Jakarta, Harian Umum - Ketua Mahkamah Agung (MA) Hatta Ali membenarkan bahwa panitera pengganti Pengadilan Negeri Jakarta Selatan, Tarmizi, yang ditangkap KPK merupakan keluarga seorang hakim agung di MA. Namun, Ali menyatakan, Tarmizi akan tetap mempertanggungjawabkan perbuatan pidananya.
"Saya dengar ada, hubungan keluarga dengan salah satu hakim agung, pertanggungjawaban pidana itu kan pertanggungjawaban sendiri" kata Ali, di kantor Komisi Yudisial, Jakarta Pusat, Rabu (23/8/2017).
KPK menetapkan Tarmizi sebagai tersangka. Ia diduga menerima suap sebesar Rp 400 juta dari pengacara Akhmad Zaini, yang diberikan melalui transfer bank. Pemberian pertama dilakukan pada 22 Juni 2017. Saat itu, Akhmad menyetorkan uang ke rekening milik Teddy Junaedi, tenaga honorer pada PN Jaksel.
Kemudian, pemberian selanjutnya dilakukan pada 16 Agustus 2017, sebesar Rp 100 juta. Dalam bukti penyetoran, uang itu disebut sebagai DP pembayaran tanah. Selanjutnya, Akhmad kembali menyetorkan uang Rp 300 juta pada 21 Agustus 2017. Dalam bukti pengiriman, uang tersebut dicatat sebagai pelunasan pembelian tanah.
"Dalam OTT, KPK mengamankan bukti pemindahan dana antar rekening BCA milik AKZ ke rekening milik TJ, Sehingga total pemberian seluruhnya Rp 425 juta" kata Ketua KPK Agus Rahardjo, dalam jumpa pers di Gedung KPK, Jakarta, Selasa (22/8/2017).
Menurut Agus, uang yang diberikan kepada Tarmizi diduga untuk menolak gugatan perdata yang diajukan Eastern Jason Fabrication Service Pte Ltd terhadap PT Aqua Marine Divindo Inspection. Dalam perkara tersebut, Eastern Jason mengalami kerugian dan menuntut PT Aqua Marine membayar ganti rugi 7,6 juta dollar AS dan 131.000 dollar Singapura. Dalam perkara tersebut, Akhmadi menjadi penasehat hukum PT Aqua Marine Divindo Inspection.
Ketua MA Terima Kasih ke KPK
Ketua Mahkamah Agung Hatta Ali menyatakan panitera pengganti yang terkena operasi tangkap tangan (OTT) Komisi Pemberantasan Korupsi telah diberhentikan sementara. Ali berterima kasih kepada KPK karena kejadian ini, yang dinilai telah menertibkan badan peradilan.

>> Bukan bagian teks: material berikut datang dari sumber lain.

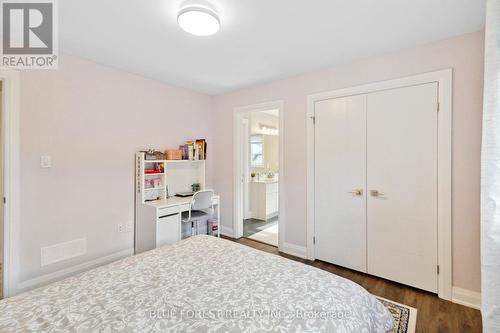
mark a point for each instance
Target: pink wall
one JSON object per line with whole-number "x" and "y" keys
{"x": 92, "y": 119}
{"x": 464, "y": 54}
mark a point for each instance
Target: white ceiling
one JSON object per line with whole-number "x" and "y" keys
{"x": 259, "y": 40}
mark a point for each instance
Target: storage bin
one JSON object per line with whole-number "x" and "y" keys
{"x": 213, "y": 227}
{"x": 173, "y": 154}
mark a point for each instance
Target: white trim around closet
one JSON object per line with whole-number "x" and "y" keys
{"x": 444, "y": 79}
{"x": 10, "y": 131}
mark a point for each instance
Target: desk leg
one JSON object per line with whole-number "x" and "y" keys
{"x": 218, "y": 220}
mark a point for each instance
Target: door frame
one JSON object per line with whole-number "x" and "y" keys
{"x": 241, "y": 113}
{"x": 444, "y": 78}
{"x": 10, "y": 131}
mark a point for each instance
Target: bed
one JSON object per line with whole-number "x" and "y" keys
{"x": 201, "y": 284}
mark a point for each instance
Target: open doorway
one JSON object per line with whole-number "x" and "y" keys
{"x": 258, "y": 154}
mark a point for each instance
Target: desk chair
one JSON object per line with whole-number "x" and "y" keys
{"x": 200, "y": 208}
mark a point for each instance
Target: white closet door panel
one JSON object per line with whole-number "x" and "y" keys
{"x": 340, "y": 168}
{"x": 402, "y": 166}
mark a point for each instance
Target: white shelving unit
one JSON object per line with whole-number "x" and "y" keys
{"x": 145, "y": 190}
{"x": 158, "y": 211}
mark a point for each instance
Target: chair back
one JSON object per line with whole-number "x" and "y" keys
{"x": 202, "y": 200}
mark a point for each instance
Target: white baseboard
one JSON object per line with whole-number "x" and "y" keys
{"x": 227, "y": 231}
{"x": 66, "y": 272}
{"x": 294, "y": 250}
{"x": 466, "y": 297}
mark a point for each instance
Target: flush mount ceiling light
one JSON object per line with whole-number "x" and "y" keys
{"x": 198, "y": 20}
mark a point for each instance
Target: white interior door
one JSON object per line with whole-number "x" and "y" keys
{"x": 402, "y": 166}
{"x": 340, "y": 171}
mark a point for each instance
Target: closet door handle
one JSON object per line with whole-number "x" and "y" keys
{"x": 357, "y": 192}
{"x": 376, "y": 193}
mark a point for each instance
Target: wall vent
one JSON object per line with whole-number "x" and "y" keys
{"x": 63, "y": 251}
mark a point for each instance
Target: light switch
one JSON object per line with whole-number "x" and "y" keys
{"x": 45, "y": 161}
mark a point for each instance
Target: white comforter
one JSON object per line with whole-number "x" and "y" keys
{"x": 201, "y": 284}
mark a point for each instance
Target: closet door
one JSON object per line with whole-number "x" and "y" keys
{"x": 340, "y": 178}
{"x": 402, "y": 185}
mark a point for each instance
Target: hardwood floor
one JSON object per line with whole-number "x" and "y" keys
{"x": 434, "y": 315}
{"x": 252, "y": 226}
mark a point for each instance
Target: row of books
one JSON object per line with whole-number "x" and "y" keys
{"x": 194, "y": 150}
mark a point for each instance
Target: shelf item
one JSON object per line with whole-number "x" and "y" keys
{"x": 152, "y": 172}
{"x": 154, "y": 188}
{"x": 173, "y": 154}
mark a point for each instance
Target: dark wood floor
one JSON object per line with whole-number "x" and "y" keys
{"x": 252, "y": 226}
{"x": 434, "y": 315}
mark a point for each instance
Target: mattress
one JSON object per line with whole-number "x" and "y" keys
{"x": 201, "y": 284}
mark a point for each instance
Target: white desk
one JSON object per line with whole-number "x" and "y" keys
{"x": 159, "y": 222}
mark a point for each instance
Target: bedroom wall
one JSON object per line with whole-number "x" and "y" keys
{"x": 92, "y": 119}
{"x": 464, "y": 54}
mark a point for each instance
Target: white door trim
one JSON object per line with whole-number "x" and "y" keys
{"x": 444, "y": 78}
{"x": 10, "y": 130}
{"x": 239, "y": 114}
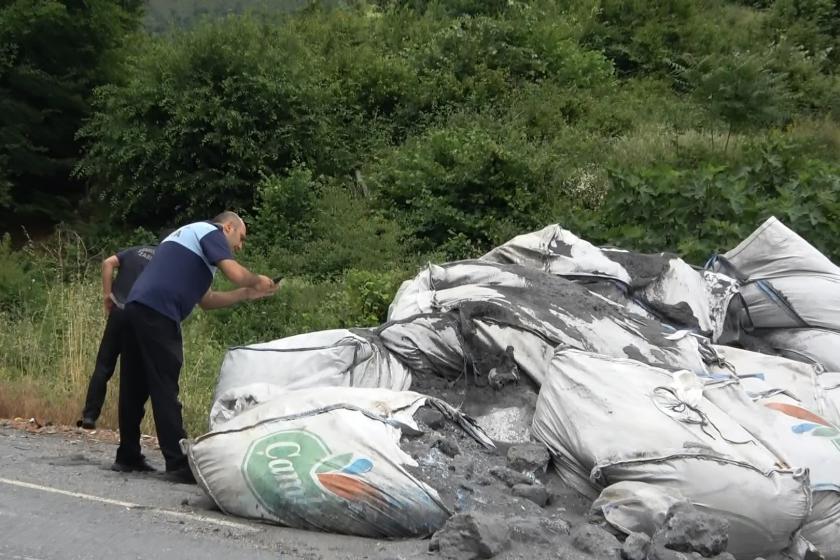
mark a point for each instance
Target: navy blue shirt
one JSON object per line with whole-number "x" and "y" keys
{"x": 132, "y": 262}
{"x": 182, "y": 270}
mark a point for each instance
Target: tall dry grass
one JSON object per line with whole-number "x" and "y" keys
{"x": 47, "y": 354}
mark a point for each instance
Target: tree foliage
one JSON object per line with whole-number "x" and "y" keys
{"x": 52, "y": 53}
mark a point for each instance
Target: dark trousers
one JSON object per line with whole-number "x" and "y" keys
{"x": 106, "y": 361}
{"x": 152, "y": 358}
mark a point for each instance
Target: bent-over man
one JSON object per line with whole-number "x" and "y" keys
{"x": 177, "y": 278}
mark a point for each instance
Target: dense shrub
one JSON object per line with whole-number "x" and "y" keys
{"x": 466, "y": 186}
{"x": 700, "y": 211}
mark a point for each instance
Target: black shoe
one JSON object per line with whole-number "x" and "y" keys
{"x": 138, "y": 466}
{"x": 182, "y": 475}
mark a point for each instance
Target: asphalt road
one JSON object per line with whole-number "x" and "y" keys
{"x": 59, "y": 501}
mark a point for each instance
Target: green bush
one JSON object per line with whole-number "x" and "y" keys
{"x": 703, "y": 210}
{"x": 467, "y": 186}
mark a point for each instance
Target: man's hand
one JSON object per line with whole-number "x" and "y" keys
{"x": 254, "y": 293}
{"x": 265, "y": 284}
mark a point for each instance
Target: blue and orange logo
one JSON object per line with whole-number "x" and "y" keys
{"x": 812, "y": 423}
{"x": 292, "y": 467}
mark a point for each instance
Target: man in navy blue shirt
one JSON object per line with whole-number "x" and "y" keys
{"x": 128, "y": 263}
{"x": 177, "y": 278}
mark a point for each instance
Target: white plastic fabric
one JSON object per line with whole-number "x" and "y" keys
{"x": 763, "y": 375}
{"x": 791, "y": 293}
{"x": 533, "y": 313}
{"x": 636, "y": 429}
{"x": 325, "y": 459}
{"x": 661, "y": 285}
{"x": 635, "y": 507}
{"x": 334, "y": 358}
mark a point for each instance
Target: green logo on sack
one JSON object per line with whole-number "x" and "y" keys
{"x": 296, "y": 466}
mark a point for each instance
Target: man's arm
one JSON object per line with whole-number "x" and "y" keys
{"x": 218, "y": 300}
{"x": 243, "y": 277}
{"x": 109, "y": 265}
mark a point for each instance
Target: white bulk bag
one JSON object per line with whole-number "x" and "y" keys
{"x": 326, "y": 459}
{"x": 333, "y": 358}
{"x": 609, "y": 420}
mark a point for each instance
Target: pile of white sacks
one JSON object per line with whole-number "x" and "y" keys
{"x": 652, "y": 390}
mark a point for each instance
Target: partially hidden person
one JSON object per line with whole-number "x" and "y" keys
{"x": 176, "y": 280}
{"x": 128, "y": 263}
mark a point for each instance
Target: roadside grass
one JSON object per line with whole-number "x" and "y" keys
{"x": 47, "y": 354}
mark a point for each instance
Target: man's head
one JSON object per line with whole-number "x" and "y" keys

MA dengan KPK, menurut dia, sudah punya koordinasi yang baik. Menurut Ali, pengawasan MA terhadap panitera terus berjalan. Meski demikian, dia mengakui ada keterbatasan, misalnya soal penyadapan.
"Jadi memang tujuan kami bagaimana caranya peradilan itu bersih, Oleh karena itu, perlu koordinasi dengan KPK. KPK punya alat penyadapan, kita tidak punya. Sehingga kita perlu koordinasi dengan KPK yang punya alat penyadapan," ujar Ali.